1. The World Is Filled With Occasions of Stumbling. A person who is clumsy does not have to look very far to find something to stumble over. Neither does a child who is learning to walk. He will even trip over the carpet itself out in the middle of an otherwise empty floor space. More than once, though, I have seen an older brother or sister topple the little one who is getting all of the parent’s attention. Usually, attention is only one of the things they received from the incident, and not of the kind they counted on!

“Woe unto the world because of occasions of stumbling! for it must needs be that the occasions come.” “It is a minefield out there!” the Lord says. None of us who have tried for several years to live the life of a Christian would ever tell a new convert anything different from this. An immature Christian must be aware that occasions of stumbling come in many forms: false doctrines, loose morals, older Christians who are weak or indifferent, pressure from people of the world to conform to their lifestyles and attitudes, etc. If we are aware that the world is like this, then we may prepare more fully, and keep our eyes open for those occasions.

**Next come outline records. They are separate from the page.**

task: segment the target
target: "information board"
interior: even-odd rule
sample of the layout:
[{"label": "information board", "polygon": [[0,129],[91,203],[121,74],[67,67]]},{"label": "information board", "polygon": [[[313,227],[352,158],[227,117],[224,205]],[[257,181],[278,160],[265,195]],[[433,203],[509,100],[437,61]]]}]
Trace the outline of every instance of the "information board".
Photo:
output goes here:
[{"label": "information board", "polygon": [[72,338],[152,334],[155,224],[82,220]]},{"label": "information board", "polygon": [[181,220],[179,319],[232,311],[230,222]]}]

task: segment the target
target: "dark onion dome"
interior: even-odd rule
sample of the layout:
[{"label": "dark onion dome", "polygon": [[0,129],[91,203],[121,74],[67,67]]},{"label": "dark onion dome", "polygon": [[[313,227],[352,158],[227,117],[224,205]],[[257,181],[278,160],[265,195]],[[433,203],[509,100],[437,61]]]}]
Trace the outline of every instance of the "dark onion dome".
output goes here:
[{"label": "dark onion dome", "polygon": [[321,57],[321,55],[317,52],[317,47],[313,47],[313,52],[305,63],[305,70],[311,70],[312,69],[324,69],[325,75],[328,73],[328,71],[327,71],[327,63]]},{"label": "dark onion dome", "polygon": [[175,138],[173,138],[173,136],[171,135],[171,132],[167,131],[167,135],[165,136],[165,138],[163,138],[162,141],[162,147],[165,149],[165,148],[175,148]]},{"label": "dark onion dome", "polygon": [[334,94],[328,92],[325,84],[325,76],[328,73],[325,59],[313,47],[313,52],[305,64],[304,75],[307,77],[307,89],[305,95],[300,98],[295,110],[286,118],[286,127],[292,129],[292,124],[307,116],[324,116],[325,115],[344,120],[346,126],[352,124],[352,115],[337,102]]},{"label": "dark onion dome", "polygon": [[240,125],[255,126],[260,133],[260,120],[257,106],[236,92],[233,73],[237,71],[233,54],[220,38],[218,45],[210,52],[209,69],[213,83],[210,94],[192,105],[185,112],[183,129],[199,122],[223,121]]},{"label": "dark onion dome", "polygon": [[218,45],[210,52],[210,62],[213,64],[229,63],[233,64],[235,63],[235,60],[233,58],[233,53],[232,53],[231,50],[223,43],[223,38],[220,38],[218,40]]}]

2. The World Is Cursed For Such Occasions of Stumbling. “Woe unto the world because of occasions of stumbling!” and, “But whoso shall cause one of these little ones that believe on me to stumble, it is profitable for him that a great millstone should be hanged about his neck, and that he should be sunk in the depth of the sea.” The world in general, most of it certainly, is headed down the road that leads to perdition (Matt. 7:13-14). The question for the Christian is whether we want to go down that road. If we do, then we know it will take us to the same place that it is taking the rest of the world. The road from Nashville to Memphis winds up in Memphis. It’s that simple. There are no exceptions. Each of us has others who are depending upon us for help and support, spiritually speaking. If we fail to provide the wholesome spiritual advice, the love and encouragement — and most important of all — the illustration of what a Christian ought to be and do, then we will have become an “occasion of stumbling” which will provide them with just the excuse they may be looking for to quit trying.

3. Occasions of Stumbling Are A Necessary Part of the Human Dilemma and the Divine Plan. “It must needs be that the occasions come. . .” said the Savior. They have been around since Eve handed the forbidden fruit to her husband, he tried it also, and they both fell into sin. They will be here so long as the world stands. Such tests fulfill an important part in God’s strategy for his world, since they prove the mettle of a man, whether he will stand up under trial: “Blessed is the man that endureth temptation; for when he hath been approved, he shall receive the crown of life, which the Lord promised to them that love him” (Jas. 1:12).

4. Woe To The Man Through Whom Occasions of Stumbling Come. Even though they are an essential part of the world as it is presently constructed, and it suits the plan of God for there to be obstacles to righteousness and faithfulness, nevertheless the person who acts as an occasion of stumbling to others is not therefore free of responsibility or guilt for what he has done. “Woe to the man. . .” said Jesus. The portrait which the Lord paints in the mind’s eye is not a pretty one: “It is profitable for him that a great millstone should be hanged about his neck, and that he should be sunk in the depth of the sea” (v. 6). It would be a ghastly and macabre thing to be thrown into the depths with a heavy weight tied to the neck! The Lord said “it would be better. . .” (NIV) than being a stumbling-block to others! Let us be ever mindful of our example before others. Let us never provide an “occasion of stumbling” which may lead to another’s fall from grace and loss of heaven, for in the process we may well lose out on heaven ourselves.